# Horn help for mask



## noahbody (Jun 9, 2006)

I bought a silicone mask last year....









and I want to make it look more like a gargoyle so I want to add horns.
I bought some Rubies Demon Horns and want to glue them to the mask and want to know whaT to use that will holdk and not destroy the mask.

My costume from last year, I am still wanting to add wings and update the stilts.










Thanks for the input.


----------



## Fiend4Halloween (Aug 28, 2008)

why not use Spirit gum, or some other kind of adhesive to temporarily hold it in place? It won't eat away the latex like Superglue might, then add some liquid latex to completely seal the horns. You'll only have minimal touch up to do over the latex and it shouldn't really be an issue with blending in the textures. Just a thought, good luck.


----------



## Devils Chariot (May 23, 2007)

I'd recommend prosaide or the cheaper alternative boneyardfx mask co sells. Just be careful when you take em off to go slow, so as not to possibly ruin the paint on the silicone mask.


----------



## Freak54611 (Aug 2, 2009)

If the paint is molded into the mask, I would suggest hot glue. I mess around latex and hot glue and the glue seems to come off pretty easily and you don't need much to hold either.


----------



## Robert (Apr 28, 2008)

It has been my experience that nothing sticks to silicone except more silicone.
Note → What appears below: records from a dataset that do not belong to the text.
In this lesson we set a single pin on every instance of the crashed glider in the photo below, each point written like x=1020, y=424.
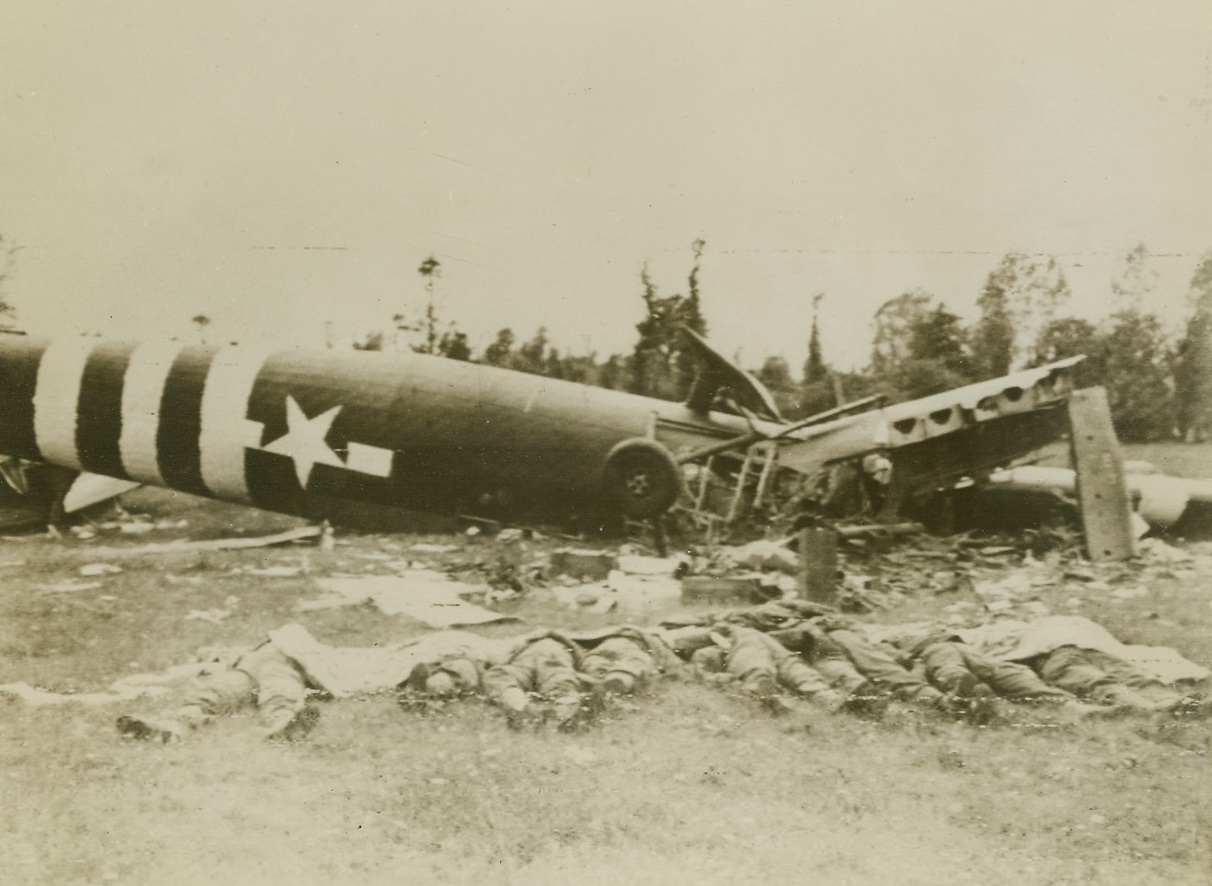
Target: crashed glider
x=356, y=436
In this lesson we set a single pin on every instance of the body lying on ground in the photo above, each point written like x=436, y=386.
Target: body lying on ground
x=800, y=647
x=276, y=675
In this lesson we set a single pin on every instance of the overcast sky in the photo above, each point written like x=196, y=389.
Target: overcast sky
x=279, y=165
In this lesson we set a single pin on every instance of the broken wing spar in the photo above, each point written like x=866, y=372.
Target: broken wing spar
x=330, y=434
x=938, y=439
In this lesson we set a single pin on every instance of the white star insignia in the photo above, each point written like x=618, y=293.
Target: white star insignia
x=304, y=440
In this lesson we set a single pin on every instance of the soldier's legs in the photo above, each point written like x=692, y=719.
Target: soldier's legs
x=1079, y=672
x=884, y=670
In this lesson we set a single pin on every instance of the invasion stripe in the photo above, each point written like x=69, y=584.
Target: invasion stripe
x=18, y=381
x=181, y=419
x=226, y=430
x=99, y=413
x=56, y=398
x=142, y=390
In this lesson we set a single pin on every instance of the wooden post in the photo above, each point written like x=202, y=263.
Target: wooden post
x=1102, y=487
x=818, y=565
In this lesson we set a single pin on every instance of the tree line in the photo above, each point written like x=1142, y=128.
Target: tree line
x=1159, y=386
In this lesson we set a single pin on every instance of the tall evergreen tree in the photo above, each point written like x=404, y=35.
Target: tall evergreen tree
x=661, y=364
x=1193, y=375
x=1019, y=299
x=815, y=367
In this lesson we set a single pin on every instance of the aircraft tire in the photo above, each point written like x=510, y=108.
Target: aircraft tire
x=641, y=479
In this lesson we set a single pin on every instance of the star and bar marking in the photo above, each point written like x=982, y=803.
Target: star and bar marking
x=306, y=443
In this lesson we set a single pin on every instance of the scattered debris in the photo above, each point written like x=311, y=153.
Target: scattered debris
x=423, y=594
x=99, y=569
x=212, y=616
x=213, y=544
x=68, y=587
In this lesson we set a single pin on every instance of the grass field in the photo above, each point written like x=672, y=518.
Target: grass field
x=690, y=783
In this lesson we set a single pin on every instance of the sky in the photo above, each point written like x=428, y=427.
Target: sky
x=285, y=167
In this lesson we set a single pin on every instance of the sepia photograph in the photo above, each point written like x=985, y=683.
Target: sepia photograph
x=636, y=443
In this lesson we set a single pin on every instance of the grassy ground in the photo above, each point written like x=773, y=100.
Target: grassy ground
x=690, y=783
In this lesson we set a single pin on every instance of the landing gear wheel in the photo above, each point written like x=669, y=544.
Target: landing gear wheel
x=641, y=479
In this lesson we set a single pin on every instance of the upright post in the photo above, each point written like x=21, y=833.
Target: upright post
x=818, y=565
x=1102, y=486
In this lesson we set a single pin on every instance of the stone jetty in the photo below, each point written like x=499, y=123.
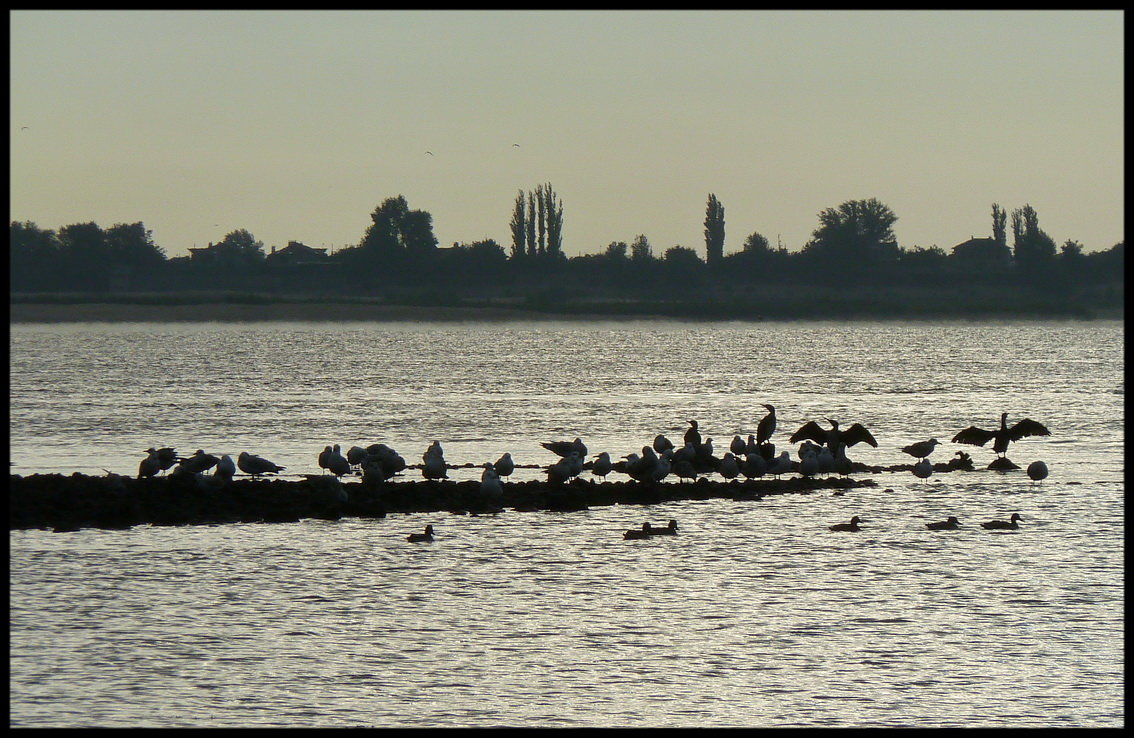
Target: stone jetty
x=62, y=503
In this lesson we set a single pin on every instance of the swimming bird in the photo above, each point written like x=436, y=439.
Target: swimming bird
x=923, y=469
x=564, y=448
x=1001, y=437
x=853, y=525
x=1004, y=525
x=950, y=524
x=921, y=449
x=1037, y=471
x=832, y=437
x=767, y=425
x=200, y=461
x=601, y=466
x=505, y=466
x=226, y=468
x=637, y=534
x=669, y=529
x=255, y=465
x=692, y=434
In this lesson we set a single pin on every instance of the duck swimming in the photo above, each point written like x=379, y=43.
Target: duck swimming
x=669, y=529
x=853, y=525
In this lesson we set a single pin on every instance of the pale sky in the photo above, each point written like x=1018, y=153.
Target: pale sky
x=295, y=125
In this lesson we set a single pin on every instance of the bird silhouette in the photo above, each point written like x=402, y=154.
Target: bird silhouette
x=767, y=425
x=852, y=526
x=832, y=437
x=1001, y=437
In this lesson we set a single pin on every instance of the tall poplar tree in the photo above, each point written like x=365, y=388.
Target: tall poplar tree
x=714, y=230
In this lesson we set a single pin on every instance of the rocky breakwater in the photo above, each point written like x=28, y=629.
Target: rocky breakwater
x=77, y=501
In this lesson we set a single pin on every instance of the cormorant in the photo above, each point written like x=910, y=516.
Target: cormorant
x=767, y=425
x=1001, y=437
x=832, y=437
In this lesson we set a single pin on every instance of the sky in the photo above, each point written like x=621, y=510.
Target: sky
x=296, y=125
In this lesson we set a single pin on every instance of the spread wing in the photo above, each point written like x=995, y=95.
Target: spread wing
x=810, y=430
x=857, y=433
x=974, y=435
x=1026, y=426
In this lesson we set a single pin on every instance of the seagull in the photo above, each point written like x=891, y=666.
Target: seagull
x=226, y=468
x=832, y=437
x=336, y=463
x=1003, y=525
x=692, y=435
x=853, y=525
x=564, y=448
x=921, y=449
x=504, y=466
x=1001, y=437
x=255, y=465
x=923, y=469
x=200, y=461
x=490, y=482
x=150, y=466
x=601, y=466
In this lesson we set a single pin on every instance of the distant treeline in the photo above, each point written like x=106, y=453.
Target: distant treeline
x=852, y=263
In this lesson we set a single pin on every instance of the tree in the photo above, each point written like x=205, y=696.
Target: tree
x=396, y=230
x=130, y=244
x=518, y=226
x=714, y=230
x=617, y=251
x=857, y=234
x=641, y=249
x=1032, y=248
x=999, y=217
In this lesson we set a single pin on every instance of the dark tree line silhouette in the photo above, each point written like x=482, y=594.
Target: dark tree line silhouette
x=853, y=253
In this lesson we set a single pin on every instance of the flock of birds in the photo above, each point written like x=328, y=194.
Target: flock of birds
x=821, y=450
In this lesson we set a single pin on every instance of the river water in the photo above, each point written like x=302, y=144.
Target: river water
x=753, y=616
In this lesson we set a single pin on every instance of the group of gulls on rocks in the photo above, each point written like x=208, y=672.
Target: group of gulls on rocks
x=821, y=450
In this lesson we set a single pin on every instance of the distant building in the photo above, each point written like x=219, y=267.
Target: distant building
x=296, y=254
x=983, y=252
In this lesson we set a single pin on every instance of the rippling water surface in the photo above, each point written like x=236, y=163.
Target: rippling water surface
x=753, y=616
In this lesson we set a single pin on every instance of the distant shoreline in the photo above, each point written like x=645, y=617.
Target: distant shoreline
x=307, y=311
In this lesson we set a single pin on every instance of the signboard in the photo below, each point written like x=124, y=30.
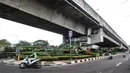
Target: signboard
x=96, y=38
x=70, y=33
x=17, y=51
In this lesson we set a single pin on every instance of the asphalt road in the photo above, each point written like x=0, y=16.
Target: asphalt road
x=117, y=65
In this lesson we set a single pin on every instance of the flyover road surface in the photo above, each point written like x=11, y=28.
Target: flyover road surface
x=117, y=65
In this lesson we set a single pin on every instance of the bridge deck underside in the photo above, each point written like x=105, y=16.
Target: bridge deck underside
x=107, y=43
x=24, y=18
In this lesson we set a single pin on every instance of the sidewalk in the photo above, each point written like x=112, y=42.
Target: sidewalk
x=59, y=63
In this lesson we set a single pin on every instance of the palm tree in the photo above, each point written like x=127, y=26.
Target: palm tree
x=41, y=43
x=4, y=43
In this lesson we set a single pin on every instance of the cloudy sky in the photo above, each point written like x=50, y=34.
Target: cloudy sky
x=115, y=12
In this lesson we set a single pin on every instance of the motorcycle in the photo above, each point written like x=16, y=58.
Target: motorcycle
x=111, y=57
x=30, y=62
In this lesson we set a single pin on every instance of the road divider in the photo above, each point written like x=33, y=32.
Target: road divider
x=119, y=64
x=59, y=63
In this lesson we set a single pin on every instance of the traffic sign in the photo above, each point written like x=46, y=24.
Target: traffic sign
x=70, y=33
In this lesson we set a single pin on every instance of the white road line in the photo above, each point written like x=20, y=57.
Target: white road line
x=119, y=64
x=126, y=59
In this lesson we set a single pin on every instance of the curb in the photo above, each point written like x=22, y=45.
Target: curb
x=12, y=62
x=86, y=60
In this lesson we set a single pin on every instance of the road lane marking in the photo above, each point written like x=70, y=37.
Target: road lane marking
x=119, y=64
x=126, y=59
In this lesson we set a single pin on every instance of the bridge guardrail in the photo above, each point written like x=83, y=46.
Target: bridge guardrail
x=97, y=17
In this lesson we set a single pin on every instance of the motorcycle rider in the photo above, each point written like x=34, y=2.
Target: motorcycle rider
x=33, y=57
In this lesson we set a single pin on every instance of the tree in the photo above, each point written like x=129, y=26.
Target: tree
x=41, y=43
x=23, y=44
x=5, y=43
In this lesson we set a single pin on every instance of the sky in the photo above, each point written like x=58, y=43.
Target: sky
x=115, y=12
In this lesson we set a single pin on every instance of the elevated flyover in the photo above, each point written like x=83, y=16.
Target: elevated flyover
x=60, y=16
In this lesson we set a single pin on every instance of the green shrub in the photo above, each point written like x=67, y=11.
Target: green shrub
x=83, y=52
x=63, y=57
x=55, y=58
x=42, y=54
x=95, y=54
x=48, y=58
x=26, y=53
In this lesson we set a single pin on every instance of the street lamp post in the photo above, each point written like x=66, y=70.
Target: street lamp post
x=70, y=35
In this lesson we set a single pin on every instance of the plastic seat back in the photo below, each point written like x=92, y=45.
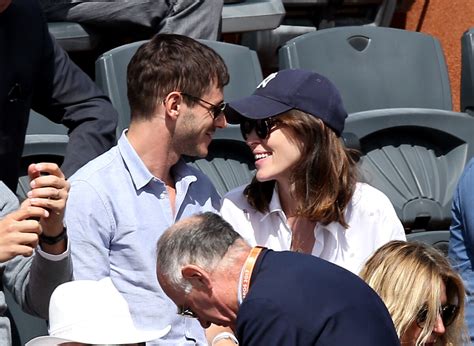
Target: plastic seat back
x=467, y=71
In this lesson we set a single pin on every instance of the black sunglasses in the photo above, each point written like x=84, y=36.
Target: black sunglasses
x=262, y=127
x=447, y=312
x=214, y=109
x=186, y=312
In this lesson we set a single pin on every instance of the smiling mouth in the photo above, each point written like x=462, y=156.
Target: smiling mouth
x=262, y=156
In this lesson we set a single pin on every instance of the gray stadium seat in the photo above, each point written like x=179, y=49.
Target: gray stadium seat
x=44, y=141
x=437, y=239
x=415, y=156
x=467, y=71
x=395, y=86
x=375, y=67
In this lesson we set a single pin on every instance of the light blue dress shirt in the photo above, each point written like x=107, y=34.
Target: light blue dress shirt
x=116, y=212
x=461, y=241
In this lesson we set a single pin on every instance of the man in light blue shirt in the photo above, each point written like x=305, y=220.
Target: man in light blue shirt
x=121, y=202
x=461, y=240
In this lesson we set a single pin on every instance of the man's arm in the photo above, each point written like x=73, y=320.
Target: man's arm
x=90, y=225
x=260, y=322
x=462, y=223
x=65, y=94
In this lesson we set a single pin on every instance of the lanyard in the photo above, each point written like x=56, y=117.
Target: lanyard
x=248, y=268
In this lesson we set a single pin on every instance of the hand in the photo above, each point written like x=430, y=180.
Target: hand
x=50, y=193
x=19, y=233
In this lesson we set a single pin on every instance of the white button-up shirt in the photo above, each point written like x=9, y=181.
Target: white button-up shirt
x=370, y=215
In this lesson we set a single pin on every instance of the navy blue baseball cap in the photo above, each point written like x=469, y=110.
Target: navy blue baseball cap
x=289, y=89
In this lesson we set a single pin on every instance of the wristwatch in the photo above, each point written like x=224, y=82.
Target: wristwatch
x=53, y=240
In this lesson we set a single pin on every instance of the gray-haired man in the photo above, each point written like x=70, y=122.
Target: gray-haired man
x=266, y=297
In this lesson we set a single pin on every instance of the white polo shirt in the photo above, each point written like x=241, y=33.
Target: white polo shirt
x=370, y=215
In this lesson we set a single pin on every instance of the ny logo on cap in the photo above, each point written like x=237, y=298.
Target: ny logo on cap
x=264, y=82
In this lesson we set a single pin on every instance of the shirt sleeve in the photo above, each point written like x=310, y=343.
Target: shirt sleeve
x=66, y=95
x=90, y=229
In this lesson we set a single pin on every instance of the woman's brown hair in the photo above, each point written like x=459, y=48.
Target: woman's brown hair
x=324, y=178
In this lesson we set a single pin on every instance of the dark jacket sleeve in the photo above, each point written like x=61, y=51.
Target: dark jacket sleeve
x=65, y=94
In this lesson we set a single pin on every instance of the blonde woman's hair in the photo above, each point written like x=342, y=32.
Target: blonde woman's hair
x=408, y=276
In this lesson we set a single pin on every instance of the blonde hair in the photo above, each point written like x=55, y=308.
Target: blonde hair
x=408, y=277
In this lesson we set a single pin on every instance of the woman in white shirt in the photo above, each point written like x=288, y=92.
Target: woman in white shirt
x=305, y=196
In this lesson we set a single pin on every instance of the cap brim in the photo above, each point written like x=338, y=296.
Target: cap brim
x=254, y=107
x=129, y=338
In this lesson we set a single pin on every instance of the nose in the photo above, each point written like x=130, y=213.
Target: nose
x=439, y=326
x=220, y=121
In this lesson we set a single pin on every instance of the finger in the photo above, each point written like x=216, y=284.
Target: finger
x=47, y=193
You might order a sample of DragonSkin from Smooth-On and use that as an adhesive.


----------



## noahbody (Jun 9, 2006)

Thanks for all the advise!


----------



## Devils Chariot (May 23, 2007)

though silicone will be pretty permanent.


----------



## Warrant2000 (Oct 8, 2008)

If you want the horns to be a permanent fixture with the mask, you could make a internal head support the horns could be attached to, and they "poke" through the sides of the mask.

If the mask is loose, the weight of the horns may weigh down the sides and make the mask seem disfigured.


----------